FDI in retail: Local sourcing seems to work well in multi-brand retail, but not in single brands


The government will consider waiving the local sourcing requirement for foreign investors in single-brand retail on a case-to-case basis to attract investments, a senior government official told ET.


In January, the government raised the foreign direct investment (FDI) limit in single-brand retail from 51% to 100% with some riders, including mandatory sourcing of 30% of inputs from local small- and medium-sized companies. The sourcing requirement, however, seems to be discouraging retailers from increasing their stake beyond 51% and is also keeping away those considering an India foray.


The sourcing clause may be removed for those single-brand retailers who can establish that it is not possible for them to procure goods from local small enterprises because of technology or product sophistication.


"There is a possibility that some companies may not be in a position to source the required 30% inputs from local small industry for the simple reason that these may not be producing what they want. There is a need to consider such cases," the official said.


The industry ministry is likely to seek the opinion of other ministries before taking a decision. "This is a highly sensitive issue that needs to be tackled with care. We will go about it carefully," the official said. So far, less than Rs 200 crore in FDI has come into single-brand retail.


Some big retailers, who wanted to come in through the 100% FDI route, are now facing a hurdle in the sourcing norm. After the sourcing rider was announced, Sweden's Ikea put on hold plans of entering India. The home products giant said sourcing from small units is an obstacle that needs to be reviewed. Small units have a total investment of up to $1 million or about Rs5 crore.


 

Adidas, too, said that meeting the local sourcing norm from SMEs will be difficult for the company and its sister concern Reebok, as both are moving to large manufacturers for economies of scale. However, no company has approached the department of industrial policy and promotion (DIPP) yet seeking a rollback of the requirement, the official said.


The DIPP is a government department that frames policy on FDI. Most foreign single-brand retailers are still assessing if it is possible for them to meet the 30% sourcing clause before they increase their stake beyond 51%.

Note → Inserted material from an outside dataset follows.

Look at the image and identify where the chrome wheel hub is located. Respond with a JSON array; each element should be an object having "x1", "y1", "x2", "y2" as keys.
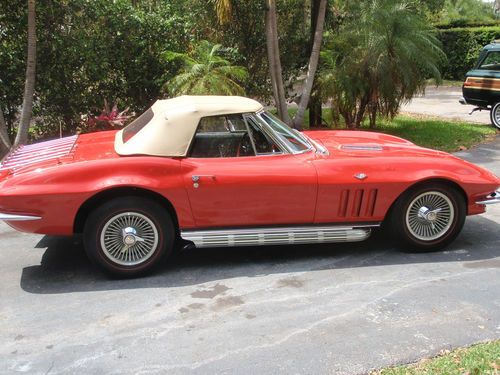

The government had initially said that the 30% sourcing could be waived in the case of very high precision goods, but the final policy was silent on the issue. There is a realisation in the government that local sourcing seems to work well in multi-brand retail, but may not be feasible in the case of single brand. The government had proposed allowing 51% FDI in multi-brand retail, but it could not be implemented due to stiff political opposition.